All Saint's Church, North Street
All Saints' Church, North Street, York is a Grade I listed building which is noted as containing the finest collection of medieval glass in York, mostly dating from the early fourteenth century. There are 11 windows with medieval glass, much of it complete and in its original state. Perhaps the most famous of these are the Prick of Conscience dating from circa 1410 and "Corporal acts of Mercy", which was possibly the gift of Nicholas Blackburn, Lord Mayor of York.
The first record of All Saints church occurs in 1089, when the patronage of the rectory was given to the nearby priory of Holy Trinity at Micklegate by one Ralph Paganell, a layman who had founded Holy Trinity. The first church of All Saints occupied the space between the current chancel and the west aisle of the nave.
The earliest part of the present church is the nave which dates from the twelfth century. The arcades date from the thirteenth century and the east end was rebuilt in the fourteenth century, when the chancel chapels were added. An anchorite building was erected at the west end in the fifteenth century and a squint made through the wall so that Dame Emma Raughton could observe and hear the mass being said. The elegant spire, which rises to 120 feet, is also a fifteenth cntury addition.
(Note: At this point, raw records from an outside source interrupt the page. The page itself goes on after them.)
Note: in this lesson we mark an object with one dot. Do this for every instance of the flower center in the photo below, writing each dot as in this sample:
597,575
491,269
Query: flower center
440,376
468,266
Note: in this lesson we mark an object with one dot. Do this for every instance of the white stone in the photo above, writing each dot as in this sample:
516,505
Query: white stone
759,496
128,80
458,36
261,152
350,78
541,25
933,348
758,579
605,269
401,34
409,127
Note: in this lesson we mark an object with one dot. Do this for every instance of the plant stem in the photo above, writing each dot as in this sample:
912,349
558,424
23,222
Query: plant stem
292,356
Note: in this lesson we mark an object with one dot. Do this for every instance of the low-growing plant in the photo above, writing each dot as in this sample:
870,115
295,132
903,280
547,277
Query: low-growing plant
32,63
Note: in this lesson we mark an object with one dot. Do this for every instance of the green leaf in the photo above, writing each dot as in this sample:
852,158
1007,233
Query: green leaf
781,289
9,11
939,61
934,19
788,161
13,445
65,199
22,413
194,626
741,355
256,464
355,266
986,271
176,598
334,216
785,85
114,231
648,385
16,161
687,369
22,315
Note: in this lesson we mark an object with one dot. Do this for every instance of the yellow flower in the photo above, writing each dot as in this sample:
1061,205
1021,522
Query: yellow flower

The colourful chancel ceiling was erected 1467-1472. The hammerbeams are in the form of angels who hold a variety of objects, including musical instruments and liturgical apparatus. The hexagonal wooden pulpit dates from 1675, around the top is a text from St Paul's epistle to the Romans. The floor of the church incorporates many medieval and later grave markers.
The church was restored between 1866 and 1867 by JB and W Atkinson of York, which included the rebuilding of the south aisle wall, the addition of a porch and a vestry, half of the roof being replaced, new seating provided throughout, the pillars and walls scraped, and a new organ provided. The church was restored again in 1991 by the architect Peter Marshall.